Making Sense of the 2020 Election: The Pandemic and Politics
Lynn Vavreck is the Marvin Hoffenberg Professor of American Politics and Public Policy at UCLA, a contributing columnist to The Upshot at The New York Times, and a member of the American Academy of Arts and Sciences. She is a recipient of the Andrew F. Carnegie Prize in the Humanities and Social Sciences and the author of five books, including Identity Crisis: The 2016 Presidential Campaign and the Battle for the Meaning of America, named the “most ominous” book of 2018 by the Washington Post Book Review. Nate Silver dubbed her 2012 election book the “definitive account” of that election, and her book on messaging has been seen in the hands of more than a few presidential candidates and consultants. Her 2020 election project, NATIONSCAPE, is the largest study of presidential elections ever fielded in the United States. Interviewing more than 6,000 people a week, NATIONSCAPE will complete 500,000 interviews before the inauguration in 2021. At UCLA she teaches courses on campaigns, elections, public opinion, and the 1960s.
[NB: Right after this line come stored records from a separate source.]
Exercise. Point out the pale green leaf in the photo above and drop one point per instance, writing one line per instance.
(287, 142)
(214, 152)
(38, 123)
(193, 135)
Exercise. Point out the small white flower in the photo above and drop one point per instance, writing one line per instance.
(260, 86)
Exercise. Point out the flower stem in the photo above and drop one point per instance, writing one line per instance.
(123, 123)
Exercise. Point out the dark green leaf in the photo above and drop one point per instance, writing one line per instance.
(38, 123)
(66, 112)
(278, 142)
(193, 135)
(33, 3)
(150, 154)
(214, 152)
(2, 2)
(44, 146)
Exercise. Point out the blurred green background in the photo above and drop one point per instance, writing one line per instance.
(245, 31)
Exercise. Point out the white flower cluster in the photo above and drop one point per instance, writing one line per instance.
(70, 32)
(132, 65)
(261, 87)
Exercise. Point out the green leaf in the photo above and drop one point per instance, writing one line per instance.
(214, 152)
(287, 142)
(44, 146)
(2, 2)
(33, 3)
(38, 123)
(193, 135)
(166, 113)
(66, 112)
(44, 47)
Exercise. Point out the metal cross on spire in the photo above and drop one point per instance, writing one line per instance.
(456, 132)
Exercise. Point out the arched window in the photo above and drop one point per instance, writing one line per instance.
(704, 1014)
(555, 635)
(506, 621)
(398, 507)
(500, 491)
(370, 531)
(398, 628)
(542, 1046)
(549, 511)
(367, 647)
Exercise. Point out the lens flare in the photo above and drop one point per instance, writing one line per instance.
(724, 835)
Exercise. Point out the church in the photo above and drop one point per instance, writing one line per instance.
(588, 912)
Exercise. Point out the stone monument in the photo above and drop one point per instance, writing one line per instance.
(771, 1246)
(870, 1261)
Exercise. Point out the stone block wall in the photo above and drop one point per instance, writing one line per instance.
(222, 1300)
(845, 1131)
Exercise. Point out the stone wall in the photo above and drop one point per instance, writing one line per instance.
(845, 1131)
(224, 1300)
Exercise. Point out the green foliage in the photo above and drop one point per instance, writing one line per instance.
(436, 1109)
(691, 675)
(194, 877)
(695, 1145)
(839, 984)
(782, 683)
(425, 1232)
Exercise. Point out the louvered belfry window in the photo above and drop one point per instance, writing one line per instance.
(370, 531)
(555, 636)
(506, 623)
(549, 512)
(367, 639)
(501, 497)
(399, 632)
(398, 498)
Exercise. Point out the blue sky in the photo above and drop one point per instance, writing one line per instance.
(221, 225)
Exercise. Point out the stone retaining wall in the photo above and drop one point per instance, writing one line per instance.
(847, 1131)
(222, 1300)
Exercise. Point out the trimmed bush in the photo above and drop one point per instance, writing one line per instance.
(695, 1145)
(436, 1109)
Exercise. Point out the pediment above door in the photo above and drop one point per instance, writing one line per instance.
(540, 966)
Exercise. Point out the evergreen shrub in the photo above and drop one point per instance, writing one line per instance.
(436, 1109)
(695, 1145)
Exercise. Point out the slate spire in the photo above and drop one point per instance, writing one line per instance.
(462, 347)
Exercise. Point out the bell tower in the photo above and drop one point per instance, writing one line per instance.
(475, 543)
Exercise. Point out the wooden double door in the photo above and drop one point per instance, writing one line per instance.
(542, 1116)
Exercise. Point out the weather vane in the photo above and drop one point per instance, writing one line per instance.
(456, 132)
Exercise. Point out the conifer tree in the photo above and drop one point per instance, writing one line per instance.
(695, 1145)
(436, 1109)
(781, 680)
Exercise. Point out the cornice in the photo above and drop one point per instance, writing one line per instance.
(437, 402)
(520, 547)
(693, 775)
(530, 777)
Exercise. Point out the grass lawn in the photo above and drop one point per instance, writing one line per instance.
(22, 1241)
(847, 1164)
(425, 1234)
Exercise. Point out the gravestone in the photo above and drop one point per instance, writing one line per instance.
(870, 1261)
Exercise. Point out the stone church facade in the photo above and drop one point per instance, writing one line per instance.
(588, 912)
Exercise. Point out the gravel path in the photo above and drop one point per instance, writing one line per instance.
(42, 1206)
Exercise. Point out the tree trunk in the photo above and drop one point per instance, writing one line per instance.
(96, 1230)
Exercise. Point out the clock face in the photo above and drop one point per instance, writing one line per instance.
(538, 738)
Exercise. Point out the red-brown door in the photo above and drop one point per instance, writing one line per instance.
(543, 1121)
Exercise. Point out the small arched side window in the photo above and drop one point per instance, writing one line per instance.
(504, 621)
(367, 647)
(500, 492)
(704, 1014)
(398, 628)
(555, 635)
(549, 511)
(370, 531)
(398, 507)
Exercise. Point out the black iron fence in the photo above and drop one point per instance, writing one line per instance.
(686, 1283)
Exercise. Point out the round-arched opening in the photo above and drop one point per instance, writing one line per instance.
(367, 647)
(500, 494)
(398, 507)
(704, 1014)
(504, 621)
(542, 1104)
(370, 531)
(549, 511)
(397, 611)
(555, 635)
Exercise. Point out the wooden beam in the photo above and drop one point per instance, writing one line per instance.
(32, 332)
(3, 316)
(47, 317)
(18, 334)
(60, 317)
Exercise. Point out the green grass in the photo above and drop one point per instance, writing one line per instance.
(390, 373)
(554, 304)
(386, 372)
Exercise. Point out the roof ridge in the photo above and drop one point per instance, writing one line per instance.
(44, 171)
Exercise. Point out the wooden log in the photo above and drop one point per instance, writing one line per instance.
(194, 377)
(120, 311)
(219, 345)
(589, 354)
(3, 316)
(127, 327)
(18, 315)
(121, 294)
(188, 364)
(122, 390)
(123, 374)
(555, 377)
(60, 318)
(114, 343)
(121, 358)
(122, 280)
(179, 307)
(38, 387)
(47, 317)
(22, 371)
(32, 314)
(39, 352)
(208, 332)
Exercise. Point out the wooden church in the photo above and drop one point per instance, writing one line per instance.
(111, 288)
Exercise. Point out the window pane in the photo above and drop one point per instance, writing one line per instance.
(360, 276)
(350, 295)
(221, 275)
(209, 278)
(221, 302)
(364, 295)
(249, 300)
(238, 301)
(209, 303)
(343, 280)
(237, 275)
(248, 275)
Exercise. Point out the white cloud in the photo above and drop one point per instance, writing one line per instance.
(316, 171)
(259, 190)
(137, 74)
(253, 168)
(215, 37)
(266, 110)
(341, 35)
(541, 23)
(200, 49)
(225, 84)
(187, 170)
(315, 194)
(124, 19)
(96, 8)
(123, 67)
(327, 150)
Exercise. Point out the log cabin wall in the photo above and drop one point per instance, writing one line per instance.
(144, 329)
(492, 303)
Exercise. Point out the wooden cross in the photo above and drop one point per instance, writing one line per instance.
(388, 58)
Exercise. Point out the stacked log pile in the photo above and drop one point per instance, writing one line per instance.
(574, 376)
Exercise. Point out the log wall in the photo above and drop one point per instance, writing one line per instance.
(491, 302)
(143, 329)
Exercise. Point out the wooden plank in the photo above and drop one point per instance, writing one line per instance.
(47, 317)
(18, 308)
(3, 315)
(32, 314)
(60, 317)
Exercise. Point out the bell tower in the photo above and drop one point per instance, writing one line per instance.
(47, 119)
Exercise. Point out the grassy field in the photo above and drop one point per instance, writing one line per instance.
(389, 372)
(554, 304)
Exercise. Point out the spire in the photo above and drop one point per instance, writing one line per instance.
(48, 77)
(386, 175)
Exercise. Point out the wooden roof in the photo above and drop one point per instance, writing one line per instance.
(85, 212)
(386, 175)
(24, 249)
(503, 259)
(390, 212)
Abstract: No one will ever forget 2020. Unexpected turns in public health and the economy changed everyone’s lives in an instant — and reshaped a presidential election that was already the focus of heightened attention. How has the pandemic changed the race? Who will voters hold accountable? And will any of this lead to changes in the way America provides health care to citizens? These questions and of course, the latest from the campaign, will fill this lecture.